A disputa envolve o empresário britânico Hamze Haji Hussain e o investidor Markus Harald Fix, que trabalharam juntos em projetos de comércio exterior entre 2021 e 2023. Segundo Hussain, ele bancou despesas da empresa com recursos próprios, em moeda fiduciária, e Fix teria aceitado reembolsar metade desses custos com criptoativos pelo preço de mercado.
O que aconteceu: Hussain apresentou mensagens antigas para sustentar que as duas partes concordaram com esse formato de pagamento. Fix não compareceu à audiência principal e não apresentou defesa formal contra os fatos relatados. Diante disso, a corte aceitou a validade da cobrança, mas evitou emitir uma ordem baseada exclusivamente em BTC.
Por que importa: o tribunal apontou a volatilidade do Bitcoin como um problema central. Como o preço do ativo varia fortemente em relação à moeda local, a definição da data exata de conversão pode alterar de forma relevante o valor final da dívida. Esse ponto pesa quando a Justiça precisa executar obrigações contratuais.

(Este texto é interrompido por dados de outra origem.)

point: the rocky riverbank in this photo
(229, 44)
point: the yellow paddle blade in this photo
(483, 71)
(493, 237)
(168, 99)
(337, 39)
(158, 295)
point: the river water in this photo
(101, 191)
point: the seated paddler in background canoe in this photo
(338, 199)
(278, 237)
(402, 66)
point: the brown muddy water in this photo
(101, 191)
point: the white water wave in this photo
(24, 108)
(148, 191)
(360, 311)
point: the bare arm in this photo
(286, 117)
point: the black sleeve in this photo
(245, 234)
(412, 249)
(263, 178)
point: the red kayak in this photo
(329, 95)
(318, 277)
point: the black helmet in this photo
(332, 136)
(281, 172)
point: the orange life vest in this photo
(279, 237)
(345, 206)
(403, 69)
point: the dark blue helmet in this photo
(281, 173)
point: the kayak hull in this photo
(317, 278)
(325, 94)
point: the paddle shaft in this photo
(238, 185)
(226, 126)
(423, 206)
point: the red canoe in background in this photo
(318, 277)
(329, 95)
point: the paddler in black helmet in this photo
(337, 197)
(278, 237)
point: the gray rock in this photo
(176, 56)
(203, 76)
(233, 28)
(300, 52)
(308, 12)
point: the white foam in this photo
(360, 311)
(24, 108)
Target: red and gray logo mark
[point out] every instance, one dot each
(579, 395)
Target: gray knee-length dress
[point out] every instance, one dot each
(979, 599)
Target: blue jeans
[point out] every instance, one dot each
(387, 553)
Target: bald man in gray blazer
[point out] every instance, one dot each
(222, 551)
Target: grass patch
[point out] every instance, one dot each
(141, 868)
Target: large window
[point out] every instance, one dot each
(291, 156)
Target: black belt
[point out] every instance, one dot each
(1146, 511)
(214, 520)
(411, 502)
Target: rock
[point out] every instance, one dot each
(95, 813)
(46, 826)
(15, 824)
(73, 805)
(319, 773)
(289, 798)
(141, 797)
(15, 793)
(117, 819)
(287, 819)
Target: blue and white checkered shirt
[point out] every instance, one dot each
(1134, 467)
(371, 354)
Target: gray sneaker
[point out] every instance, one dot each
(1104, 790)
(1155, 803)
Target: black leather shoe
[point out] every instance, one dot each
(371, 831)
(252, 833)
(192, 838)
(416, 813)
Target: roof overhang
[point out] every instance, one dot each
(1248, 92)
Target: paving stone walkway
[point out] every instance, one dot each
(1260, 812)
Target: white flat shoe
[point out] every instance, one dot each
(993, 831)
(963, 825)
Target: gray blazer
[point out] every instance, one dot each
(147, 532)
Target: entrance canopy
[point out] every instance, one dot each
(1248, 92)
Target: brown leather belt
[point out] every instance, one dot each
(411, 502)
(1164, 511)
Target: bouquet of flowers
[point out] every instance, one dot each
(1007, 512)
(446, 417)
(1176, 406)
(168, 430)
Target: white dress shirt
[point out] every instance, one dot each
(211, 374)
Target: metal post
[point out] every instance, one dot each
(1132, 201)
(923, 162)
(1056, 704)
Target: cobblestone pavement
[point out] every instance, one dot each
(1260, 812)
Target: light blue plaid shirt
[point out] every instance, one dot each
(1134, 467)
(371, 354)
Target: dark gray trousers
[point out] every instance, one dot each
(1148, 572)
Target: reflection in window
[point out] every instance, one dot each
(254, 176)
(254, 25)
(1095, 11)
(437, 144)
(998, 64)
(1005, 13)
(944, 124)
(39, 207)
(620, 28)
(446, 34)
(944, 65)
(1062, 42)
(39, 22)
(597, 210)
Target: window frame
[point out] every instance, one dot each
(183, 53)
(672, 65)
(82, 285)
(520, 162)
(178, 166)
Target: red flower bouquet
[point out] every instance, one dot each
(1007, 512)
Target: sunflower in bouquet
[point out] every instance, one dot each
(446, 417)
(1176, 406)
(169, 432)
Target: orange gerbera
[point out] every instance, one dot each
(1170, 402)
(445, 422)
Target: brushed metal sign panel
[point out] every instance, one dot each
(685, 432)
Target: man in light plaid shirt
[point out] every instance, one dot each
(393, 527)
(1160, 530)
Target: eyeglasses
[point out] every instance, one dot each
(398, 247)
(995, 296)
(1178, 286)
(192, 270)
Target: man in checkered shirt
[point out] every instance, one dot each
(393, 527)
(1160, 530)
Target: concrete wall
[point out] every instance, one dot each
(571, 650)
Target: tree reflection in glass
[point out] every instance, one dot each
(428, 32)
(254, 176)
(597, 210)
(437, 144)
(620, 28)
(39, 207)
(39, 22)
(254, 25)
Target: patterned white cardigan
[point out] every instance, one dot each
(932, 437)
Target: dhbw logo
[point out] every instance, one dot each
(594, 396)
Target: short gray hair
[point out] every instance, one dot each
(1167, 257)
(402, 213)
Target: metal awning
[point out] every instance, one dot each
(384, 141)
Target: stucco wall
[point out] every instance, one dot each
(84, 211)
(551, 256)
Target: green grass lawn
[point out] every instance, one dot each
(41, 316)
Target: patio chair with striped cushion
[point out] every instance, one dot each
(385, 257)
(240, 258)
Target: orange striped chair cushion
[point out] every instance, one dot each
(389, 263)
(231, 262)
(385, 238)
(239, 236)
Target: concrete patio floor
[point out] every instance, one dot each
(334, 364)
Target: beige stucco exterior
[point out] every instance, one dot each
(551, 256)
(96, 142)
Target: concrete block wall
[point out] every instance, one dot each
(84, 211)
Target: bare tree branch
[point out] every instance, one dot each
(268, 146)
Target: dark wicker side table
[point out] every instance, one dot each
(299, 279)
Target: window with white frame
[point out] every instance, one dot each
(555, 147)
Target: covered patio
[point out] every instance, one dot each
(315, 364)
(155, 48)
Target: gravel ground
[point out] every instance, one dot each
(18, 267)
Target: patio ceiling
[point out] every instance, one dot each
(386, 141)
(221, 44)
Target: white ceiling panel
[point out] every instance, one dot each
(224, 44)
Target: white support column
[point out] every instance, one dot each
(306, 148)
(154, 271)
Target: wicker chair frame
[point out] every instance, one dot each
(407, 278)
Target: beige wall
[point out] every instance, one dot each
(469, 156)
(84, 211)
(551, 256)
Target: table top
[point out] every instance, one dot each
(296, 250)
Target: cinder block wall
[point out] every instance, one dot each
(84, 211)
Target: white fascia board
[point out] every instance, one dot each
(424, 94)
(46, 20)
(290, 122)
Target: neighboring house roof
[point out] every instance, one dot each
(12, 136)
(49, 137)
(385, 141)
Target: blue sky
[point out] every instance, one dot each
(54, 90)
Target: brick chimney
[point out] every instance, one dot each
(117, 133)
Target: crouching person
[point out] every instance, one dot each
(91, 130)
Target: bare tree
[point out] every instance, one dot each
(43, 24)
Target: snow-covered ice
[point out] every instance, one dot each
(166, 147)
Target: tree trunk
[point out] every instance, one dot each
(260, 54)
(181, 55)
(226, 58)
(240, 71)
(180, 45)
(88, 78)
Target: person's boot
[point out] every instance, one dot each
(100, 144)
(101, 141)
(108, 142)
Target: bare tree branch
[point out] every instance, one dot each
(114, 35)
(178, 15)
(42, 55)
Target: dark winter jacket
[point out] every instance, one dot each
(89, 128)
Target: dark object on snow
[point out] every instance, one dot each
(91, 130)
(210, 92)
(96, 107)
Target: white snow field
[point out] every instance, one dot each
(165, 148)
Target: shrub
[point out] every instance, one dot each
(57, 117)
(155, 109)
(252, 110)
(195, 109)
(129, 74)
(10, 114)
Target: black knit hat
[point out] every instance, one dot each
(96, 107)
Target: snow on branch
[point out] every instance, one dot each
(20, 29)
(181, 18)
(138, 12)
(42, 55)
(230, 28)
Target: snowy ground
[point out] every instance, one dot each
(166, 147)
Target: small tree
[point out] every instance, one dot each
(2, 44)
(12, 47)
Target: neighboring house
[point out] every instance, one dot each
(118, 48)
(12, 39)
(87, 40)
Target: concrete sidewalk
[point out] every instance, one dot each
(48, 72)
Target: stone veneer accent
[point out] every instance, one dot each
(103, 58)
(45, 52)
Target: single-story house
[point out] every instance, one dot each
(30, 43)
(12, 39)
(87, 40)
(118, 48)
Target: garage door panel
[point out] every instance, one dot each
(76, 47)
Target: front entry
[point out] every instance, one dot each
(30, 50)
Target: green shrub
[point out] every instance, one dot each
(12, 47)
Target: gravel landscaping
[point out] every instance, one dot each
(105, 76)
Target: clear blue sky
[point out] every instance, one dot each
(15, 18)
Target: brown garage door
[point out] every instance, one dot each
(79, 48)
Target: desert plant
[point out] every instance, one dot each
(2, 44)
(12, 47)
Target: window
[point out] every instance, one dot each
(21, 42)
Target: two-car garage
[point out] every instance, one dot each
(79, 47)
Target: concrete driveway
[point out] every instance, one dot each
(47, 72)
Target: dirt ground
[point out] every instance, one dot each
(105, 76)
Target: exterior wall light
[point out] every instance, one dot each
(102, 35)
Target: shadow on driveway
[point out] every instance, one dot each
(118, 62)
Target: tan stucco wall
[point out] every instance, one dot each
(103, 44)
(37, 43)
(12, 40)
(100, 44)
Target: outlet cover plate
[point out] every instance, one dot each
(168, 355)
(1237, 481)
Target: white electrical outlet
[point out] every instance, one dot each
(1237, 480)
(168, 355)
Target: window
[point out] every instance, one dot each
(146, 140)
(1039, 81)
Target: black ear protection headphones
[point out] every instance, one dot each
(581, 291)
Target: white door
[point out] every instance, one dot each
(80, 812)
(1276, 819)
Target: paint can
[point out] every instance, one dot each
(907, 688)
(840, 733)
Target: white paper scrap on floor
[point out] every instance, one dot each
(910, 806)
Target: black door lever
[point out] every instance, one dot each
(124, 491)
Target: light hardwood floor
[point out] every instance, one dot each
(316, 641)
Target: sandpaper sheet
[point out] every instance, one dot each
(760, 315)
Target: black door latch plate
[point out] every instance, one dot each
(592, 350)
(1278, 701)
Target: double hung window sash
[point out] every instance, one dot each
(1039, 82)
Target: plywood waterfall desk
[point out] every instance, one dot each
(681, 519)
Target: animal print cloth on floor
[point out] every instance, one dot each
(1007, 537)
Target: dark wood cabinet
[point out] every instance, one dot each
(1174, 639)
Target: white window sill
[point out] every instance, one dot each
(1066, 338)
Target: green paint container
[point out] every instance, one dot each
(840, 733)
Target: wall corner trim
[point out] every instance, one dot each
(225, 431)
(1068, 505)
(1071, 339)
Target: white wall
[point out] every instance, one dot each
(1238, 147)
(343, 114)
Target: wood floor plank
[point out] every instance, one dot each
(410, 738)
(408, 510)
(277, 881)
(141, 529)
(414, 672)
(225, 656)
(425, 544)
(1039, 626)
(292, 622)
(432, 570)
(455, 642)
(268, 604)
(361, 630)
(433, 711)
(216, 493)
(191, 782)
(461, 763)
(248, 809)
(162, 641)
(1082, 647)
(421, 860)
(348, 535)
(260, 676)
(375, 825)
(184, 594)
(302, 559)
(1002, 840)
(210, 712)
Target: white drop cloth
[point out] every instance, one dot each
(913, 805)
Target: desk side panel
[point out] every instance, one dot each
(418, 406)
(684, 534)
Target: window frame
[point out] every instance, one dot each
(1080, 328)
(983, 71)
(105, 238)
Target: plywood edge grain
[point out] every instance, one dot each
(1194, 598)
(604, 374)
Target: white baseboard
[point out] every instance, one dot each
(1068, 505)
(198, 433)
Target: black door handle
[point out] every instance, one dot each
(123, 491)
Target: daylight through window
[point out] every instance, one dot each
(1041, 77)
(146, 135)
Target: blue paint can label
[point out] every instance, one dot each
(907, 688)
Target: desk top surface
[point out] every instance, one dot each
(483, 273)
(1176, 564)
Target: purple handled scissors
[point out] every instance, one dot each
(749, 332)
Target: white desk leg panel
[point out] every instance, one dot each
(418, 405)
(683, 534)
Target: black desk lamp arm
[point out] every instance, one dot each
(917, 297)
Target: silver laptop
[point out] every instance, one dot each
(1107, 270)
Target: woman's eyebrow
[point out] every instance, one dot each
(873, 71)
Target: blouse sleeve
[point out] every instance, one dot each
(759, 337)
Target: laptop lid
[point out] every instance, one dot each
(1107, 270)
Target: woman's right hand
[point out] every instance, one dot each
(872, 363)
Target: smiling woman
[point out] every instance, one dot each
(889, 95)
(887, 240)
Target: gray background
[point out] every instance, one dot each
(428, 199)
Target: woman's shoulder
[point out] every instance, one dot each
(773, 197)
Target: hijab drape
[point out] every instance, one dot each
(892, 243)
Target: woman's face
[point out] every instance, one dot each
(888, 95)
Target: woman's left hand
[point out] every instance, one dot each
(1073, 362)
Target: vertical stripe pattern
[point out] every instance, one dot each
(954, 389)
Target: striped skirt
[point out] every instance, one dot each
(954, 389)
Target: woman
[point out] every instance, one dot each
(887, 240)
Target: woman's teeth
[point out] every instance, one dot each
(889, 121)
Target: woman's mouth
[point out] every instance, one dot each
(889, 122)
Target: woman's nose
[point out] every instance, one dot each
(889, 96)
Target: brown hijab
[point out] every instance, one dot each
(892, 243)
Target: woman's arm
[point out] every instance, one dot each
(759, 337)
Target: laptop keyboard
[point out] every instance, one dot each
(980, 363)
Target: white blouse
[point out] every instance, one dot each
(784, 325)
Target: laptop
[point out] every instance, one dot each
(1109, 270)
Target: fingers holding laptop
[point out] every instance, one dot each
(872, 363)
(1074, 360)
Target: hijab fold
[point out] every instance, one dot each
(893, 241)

A discussão também passa pela forma como a lei inglesa enxerga os criptoativos. As normas tradicionais do país separam bens pessoais entre posses materiais e direitos de ação contra terceiros, e o Bitcoin não se encaixa bem em nenhuma dessas categorias. Embora a comissão de leis da Inglaterra reconheça os criptoativos como uma nova categoria de propriedade pessoal, o juiz preferiu a solução mais conservadora: transformar o débito em moeda estatal.
Para quem acompanha cripto no Brasil, o caso mostra um problema prático dos contratos em ativos digitais: sem cláusulas muito claras, a disputa pode terminar com conversão para moeda oficial, e não com a entrega do ativo que as partes imaginavam receber.